The term learning algorithm is used to refer to the part of a machine learning problem that specifically involves optimization of the (possibly regularized) cost function using the training data. Learning algorithms may proceed as iterative algorithms, that start with an initial guess for the parameter vector and then refine that guess, or as non-iterative algorithms, that directly proceed to solve for the parameter vector. In practice, most learning algorithms are iterative, and have the property of being anytime algorithms: they can be stopped at any intermediate stage to give a solution that works (while an iteration is proceeding, the parameter vector is stored as the result of the most recent completed iteration).
Types of learning algorithms
- Iterative learning algorithms are algorithms that start with an initial parameter vector, and then, in each iteration, produce a new parameter vector based on the previous parameter vector. Iterative learning algorithms may be limited-memory (these only remember a fixed number of previous iterations) or full-memory. For an iterative learning algorithm, the decision of when to stop is part of the implementation and can be viewed as a learning algorithm hyperparameter.
Evaluation of learning algorithms
There are two ways of judging the success of a learning algorithm, and these approaches correspond to different views of the relationship between the learning algorithm and regularization.
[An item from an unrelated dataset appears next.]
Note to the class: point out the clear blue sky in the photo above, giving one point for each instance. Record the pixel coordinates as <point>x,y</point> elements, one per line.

Measurement of the cost function on the training data
This is a narrow view of the learning algorithm: the smaller the (appropriately regularized) cost function on the training data, the better the learning algorithm. The question of how good the cost function is on the test or cross-validation data is not considered the domain of the learning algorithm, but rather, of the choices made in the regularization process. Thus, the learning algorithm is not itself concerned with overfitting: that is something for the regularization process to worry about.
In this view, then, the goal of the learning algorithm is simply to solve a calculus optimization problem: we are given a function of several variables (the function being the cost function on the training data and the variables being the parameters) and we need to minimize it. Standard optimization algorithms apply. The success of an algorithm is determined by how low the cost function value is on the parameter vector it outputs.
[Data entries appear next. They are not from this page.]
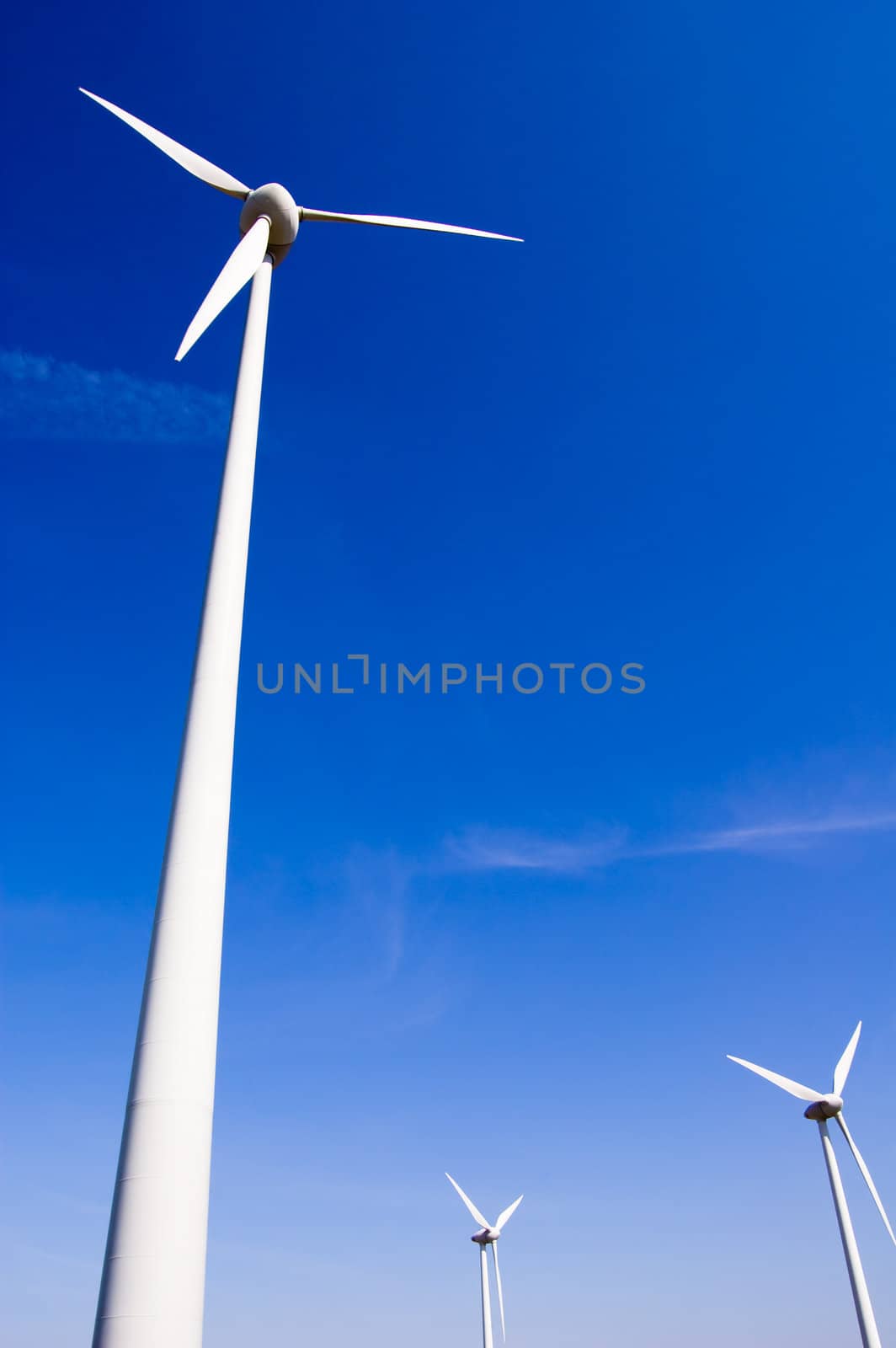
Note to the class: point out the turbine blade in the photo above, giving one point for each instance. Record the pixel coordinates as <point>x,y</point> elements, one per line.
<point>507,1215</point>
<point>785,1083</point>
<point>401,222</point>
<point>475,1212</point>
<point>866,1174</point>
<point>237,270</point>
<point>500,1294</point>
<point>193,163</point>
<point>841,1071</point>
Measurement of the cost function on data used for cross-validation or testing
This is a broader view of the learning algorithm, namely, it measures how well the algorithm does on data that was withheld from it.
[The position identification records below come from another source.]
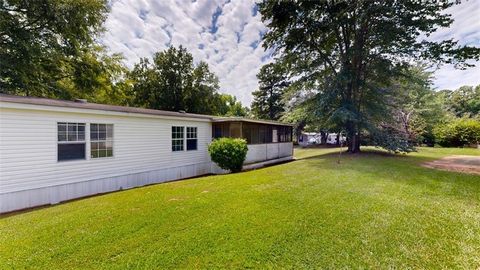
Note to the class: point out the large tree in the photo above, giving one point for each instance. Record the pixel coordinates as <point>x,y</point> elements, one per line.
<point>349,51</point>
<point>173,82</point>
<point>416,106</point>
<point>267,100</point>
<point>48,48</point>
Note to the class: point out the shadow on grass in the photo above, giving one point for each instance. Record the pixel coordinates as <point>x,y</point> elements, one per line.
<point>378,165</point>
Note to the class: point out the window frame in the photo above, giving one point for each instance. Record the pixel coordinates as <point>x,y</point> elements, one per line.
<point>187,138</point>
<point>182,139</point>
<point>106,140</point>
<point>67,142</point>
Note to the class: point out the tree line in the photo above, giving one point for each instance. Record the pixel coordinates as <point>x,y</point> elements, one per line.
<point>49,48</point>
<point>347,66</point>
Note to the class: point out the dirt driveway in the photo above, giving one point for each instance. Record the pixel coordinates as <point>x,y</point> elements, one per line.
<point>457,163</point>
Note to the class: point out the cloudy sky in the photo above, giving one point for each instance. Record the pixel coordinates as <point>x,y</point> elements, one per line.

In this view, the learning algorithm and regularization choices are not cleanly separable: it is the responsibility of the learning algorithm and the regularization choices to together produce a parameter vector that has low generalization error (as measured by its performance well on the cross-validation or test data).
This view complicates the goal of the learning algorithm: we can no longer use the cost function on the training data as a decisive measure of how well the learning algorithm has performed. The problem therefore no longer remains a calculus optimization problem for a clearly defined function, but rather, involves some consideration of the statistical process by which the data is generated.
This approach is sometimes necessary, because some techniques to avoid overfitting, such as early stopping, are techniques intrinsic to the learning algorithm and cannot be encoded into the choice of a regularization term to add to the cost function.